The Kettani family has historically been a part of Morocco's religious establishment, serving as both academics and preachers for centuries. He is the great grandson of Muhammad ibn Ja'far al-Kattani.

Hassan Kettani studied under fellow Moroccan cleric Muhammad Abu Khubza, Abdullah al-Ghumari and Abd al-Aziz al-Ghumari, in addition to scholars outside Morocco including Saudi cleric Muhammad ibn al-Uthaymin, Algerian scholar of the Qur'an Abu Bakr al-Jazaeri and Albanian scholar of Hadith Abdul Qader Arnaoot.

==Sentencing==
On February 18, 2003, Kettani was arrested by Moroccan authorities. On September 23, he was sentenced to 20 years in prison in connection with the 2003 Casablanca bombings, for which authorities accused him of being an ideological leader. Kettani denied this and asserted that his conviction was politically motivated and illegal. Human rights groups criticized his sentencing as unfair. In June 2005, he and 664 other Islamists began a hunger strike in prison to protest their convictions. Moroccan politician Mohamed Bouzoubaa criticized the move as being more concerned with politics than human rights, though Kettani's lawyer Mustafa Ramid upheld that he and other Islamists were victims of unjust trials. A second hunger strike took place at the prison in Kenitra in 2010 though most detainees ceased after negotiations with authorities; Kettani continued the strike longer than all other detainees, continuing to uphold his innocence and demand a reopening of his case.
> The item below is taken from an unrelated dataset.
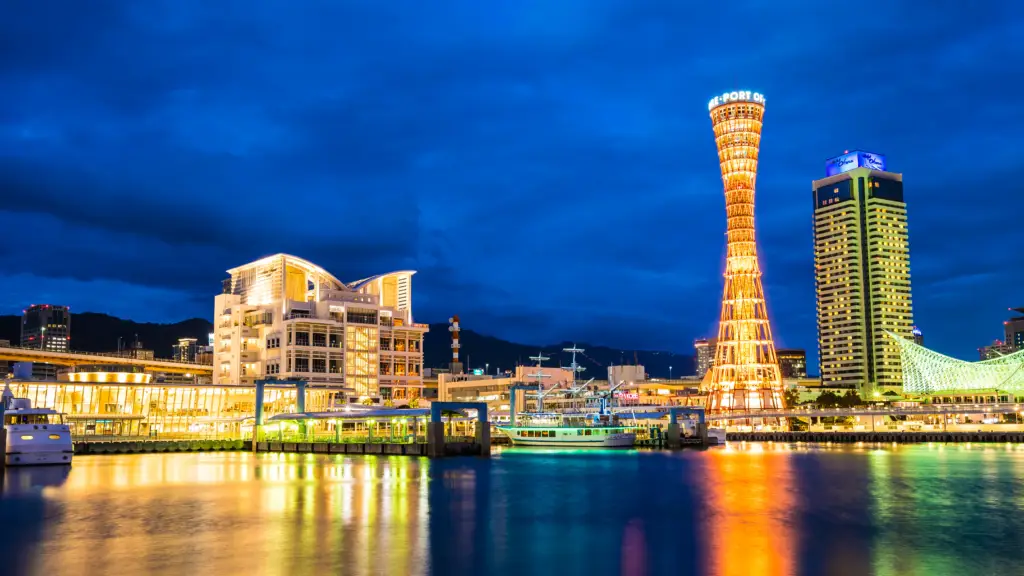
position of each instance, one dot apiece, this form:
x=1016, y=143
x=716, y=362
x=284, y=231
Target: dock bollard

On February 5, 2012, Mohammed VI of Morocco pardoned Kettani along with other Islamists whom human rights groups believed had been unfairly jailed. Kettani's lawyer Ramid, who later became Morocco's Minister of Justice, referred to the pardon as an attempt by the government to hold out the olive branch for Islamists willing to make positive contributions to public life and shun extremism, comments with which Kettani concurred.

==Post-release==
Since his pardon, Kettani has denounced extremism and encouraged its rejection among Moroccan conservatives; regardless, he and another Islamist were deported upon arrival at Tunis–Carthage International Airport on May 14, 2012. Kettani, who had been invited to the country by Tunisian Islamists, claimed he was under the impression that he would be able to enter Tunisia freely after the Tunisian revolution. Despite his deportation, Kettani still praised the Tunisian airport security, claiming that he had been treated well by the authorities and even received an apology from Ennahda Movement officials before his deportation.

==Views==
Kettani has been described as an ideological leader of the Salafia Jihadia movement, though he and other detainees rejected this and saw themselves as normal Sunni Muslims with a Salafist orientation. Since his pardon he has openly criticized what he defines as Wahhabism, comments which have caused rifts among Moroccan Salafists. He has often spoken against what he sees as depraved Western influence in Moroccan society, and his views prior to his incarceration had been regarded as extreme by many in the security establishment. Since his release, Kettani and several other former detainees have been noted as denouncing extremism and violence. Kettani, along with other Moroccan conservatives, distanced themselves from the Moroccan branch of Ansar al-Sharia, refusing to lend support to the budding group.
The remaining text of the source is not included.